Elliott echoes this frustration. “Ultimately, organization must come from within the patient community, by the patient community,” he says. “This is not to say external experts, volunteers, politicians, clergy, and well-meaning people have no role. But their role is one of support.”

Patients Have Defeated Big Pharma Before

Social movement history backs up Elliott’s analysis. As he and Pfiester both point out, it was patients who won the access to medicines movement’s signature victories. The HIV/AIDS treatment campaigns, first the U.S. movement of the 1980’s and ‘90s led by the AIDS Coalition to Unleash Power, or ACTUP,  and then the global access movement of the turn of the century led by organizations like the Treatment Action Campaign of South African were led by patients.

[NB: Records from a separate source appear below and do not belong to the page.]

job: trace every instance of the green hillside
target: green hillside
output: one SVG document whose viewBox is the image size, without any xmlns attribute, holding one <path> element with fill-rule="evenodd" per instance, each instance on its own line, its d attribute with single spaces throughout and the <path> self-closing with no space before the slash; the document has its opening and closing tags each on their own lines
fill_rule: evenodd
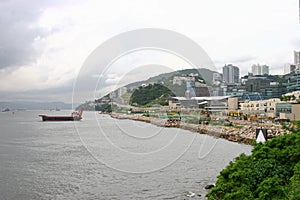
<svg viewBox="0 0 300 200">
<path fill-rule="evenodd" d="M 300 132 L 256 144 L 218 176 L 208 199 L 299 199 Z"/>
<path fill-rule="evenodd" d="M 175 94 L 170 89 L 155 83 L 135 89 L 129 103 L 135 106 L 168 105 L 168 100 L 172 96 L 175 96 Z"/>
</svg>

They, like current activists with Type 1 diabetes, made it clear to pharmaceutical corporations and the politicians who protected them that this was a fight for their survival. As one HIV-positive activist said at a protest, “You are denying me drugs. Look me in the face and tell me to die.”

Those patients ratcheted up the public pressure, “naming and shaming” their oppressors through demonstrations, media campaigns, and creative public advocacy like staged murder trials outside the gates of pharma corporations and the delivery of body bags to the White House. Eventually, the companies and the governments cracked. Antiretroviral drug prices plummeted over 90 percent nearly overnight, saving millions of lives.

Pfiester and T1International are following a similar script, in part because they honor the lessons of their predecessors, and in part because patient advocates have no other choice. They know that the corporations they confront are not going to happily surrender their insulin windfall profits. Instead, the companies are weaponizing the dollars they have extracted from people with Type 1 diabetes, diverting some of the billions raked in from insulin price-gouging to pay for lobbyists and political campaign donations and PR blasts.

But Pfiester and Elliott insist that the corporate millions cannot match the power of a movement led by people directly affected “Patients speak from a place where they know the issue because they live the issue,” Elliott says. “It is not an abstraction for us, and that is what will carry us to serious and lasting change.”